While studying at Rhode Island School of Design, Laurie McDonald became fascinated when she observed a student experimenting with time-delay feedback, a video technique that creates hypnotic visual patterns. The Forth Worth native began working in the new medium and had an epiphany: she realized she could combine all her interests—music, photography, design, dance, and writing—in video. In collaboration with two classmates and an instructor, she formed the video art collective Electron Movers, Research in the Electric Arts, and in 1974, she earned her BFA in film and video.
McDonald’s multidisciplinary background has led to a diverse career. She holds a master's degree in literature from the University of Houston and wrote screenplays, instructional texts, and three books under the pseudonym “Eva Rome.” In addition, she has worked as a graphic designer, photographer, and book cover designer. Since the early 1980s, McDonald garnered awards from various film and video festivals, including the Athens Film and Video Festival (1982), New York City Experimental Video and Film Festival (1986), and Worldfest Houston (1992). Her works have been exhibited at renowned institutions such as the Museum of Modern Art, the Metropolitan Museum of Art, the Whitney Museum of American Art, the Hirshhorn Museum, and the Dallas Museum of Art.
In her early work, McDonald often engaged with image processors and audio synthesizers to create psychedelic visuals that emphasize shape and movement. In Body Images (1973), her body was lit so intensely that its contours appeared as distinctive black lines. As she moved, the imagery resembled a drawing come to life. In 1980, she moved to Houston and became the video project director and curator of the Southwest Alternate Media Project (SWAMP), a public access media facility. SWAMP produced a weekly TV show called The Territory, which served as a primary outlet for Houston’s video artists.

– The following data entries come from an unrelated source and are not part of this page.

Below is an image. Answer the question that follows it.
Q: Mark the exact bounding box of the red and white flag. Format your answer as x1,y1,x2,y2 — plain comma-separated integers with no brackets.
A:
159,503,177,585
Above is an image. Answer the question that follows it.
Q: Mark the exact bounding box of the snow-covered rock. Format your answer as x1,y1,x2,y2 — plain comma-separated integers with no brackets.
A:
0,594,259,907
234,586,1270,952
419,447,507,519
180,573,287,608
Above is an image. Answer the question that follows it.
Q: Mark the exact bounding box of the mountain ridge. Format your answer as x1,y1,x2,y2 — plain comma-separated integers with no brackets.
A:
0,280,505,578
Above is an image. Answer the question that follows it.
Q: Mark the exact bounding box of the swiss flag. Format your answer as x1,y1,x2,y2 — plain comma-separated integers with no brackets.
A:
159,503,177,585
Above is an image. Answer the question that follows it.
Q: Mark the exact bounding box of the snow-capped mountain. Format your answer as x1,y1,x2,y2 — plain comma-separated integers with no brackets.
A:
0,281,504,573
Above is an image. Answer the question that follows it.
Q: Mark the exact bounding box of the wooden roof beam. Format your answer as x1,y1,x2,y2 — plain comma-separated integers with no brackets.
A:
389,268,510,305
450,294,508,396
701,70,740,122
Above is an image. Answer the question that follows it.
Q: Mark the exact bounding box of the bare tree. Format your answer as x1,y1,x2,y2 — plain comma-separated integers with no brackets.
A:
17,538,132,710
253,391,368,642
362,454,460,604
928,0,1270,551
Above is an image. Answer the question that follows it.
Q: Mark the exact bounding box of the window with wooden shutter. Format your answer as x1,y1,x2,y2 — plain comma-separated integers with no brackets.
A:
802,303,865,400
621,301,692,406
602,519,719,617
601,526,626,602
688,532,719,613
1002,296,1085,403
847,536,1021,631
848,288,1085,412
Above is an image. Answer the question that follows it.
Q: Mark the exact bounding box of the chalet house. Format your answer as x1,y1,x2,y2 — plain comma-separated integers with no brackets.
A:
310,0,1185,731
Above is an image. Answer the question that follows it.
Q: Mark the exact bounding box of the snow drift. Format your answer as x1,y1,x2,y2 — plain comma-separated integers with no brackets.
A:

During this time, McDonald produced a range of works, avoiding a signature style. She created straightforward documentaries like The World’s Largest: A Tape about Texas (1979), which explores larger-than-life roadside attractions in rural and small towns around Texas, featuring interviews with the designers and locals that capture the state’s fascination with supersized monuments and self-promotion. McDonald also created socially conscious works such as Primetime (1981), a five-minute montage depicting clips of TV violence from dramas, news broadcasts, commercials, and cartoons that showcases guns, explosions, breaking windows, and other forms of destruction. Death of a Lotus (1989) is a visual poem of abstract imagery—moving black plant-like and calligraphic forms on a white background—dedicated to the Chinese students massacred during the Tiananmen Square protests in 1989. McDonald also created a humorous take on the medium, as seen in Generic Video Art (1982), a parody featuring five different types of video art: conceptual, experimental, punk, pet art, and “state of the art.” In this work, she comedically illustrates the techniques and characteristics of each genre.
Humor has been a constant theme throughout McDonald’s career in video art, serving as an effective way to engage viewers and address personal subjects. While a professional ballerina in the corps de ballet of a Rhode Island ballet company, McDonald faced frustration with her abilities and the physical challenges of dancing. Through video, she was able to enhance her performance onscreen, achieving effects that were impossible in real life. For example, in Minute Waltz, she used a time-lapse recorder to compress a twenty-minute dance into just one minute. In Deux Pieds, she combined footage of her right and left legs from two separate videos to create the illusion of performing impossible physical feats.
The video The Dying Swan (1975) brings together new and old forms of art in McDonald’s humorous take on a classical production. She removes the ballet from its theatrical context and performs it on a frozen lake while wearing a tutu and pointe shoes. The famous 1905 Russian ballet, originally created for Anna Pavlova by choreographer Mikhail Fokine, tells the story of a wounded swan’s struggle against death while emphasizing elegance and emotional expression. However, in the icy setting, McDonald struggles with the choreography. The leaps, turns, and poses become slips, falls, and stumbles in freezing temperatures.
Rather than excellence or supernatural abilities, The Dying Swan captures McDonald’s challenges with dancing on ice, enhancing the themes of pain and woundedness present in the original choreography. Her shaky performance inadvertently resonates with Fokine’s intent. As she collapses onto the icy surface, her mishaps evoke an emotional response from viewers—albeit one of unease rather than admiration. Nevertheless, McDonald’s exaggeration of the difficulties of dance is a comedic exploration of her own perceived shortcomings, allowing her to find humor in the rigors of ballet that few have transcended and only someone with firsthand experience could fully appreciate.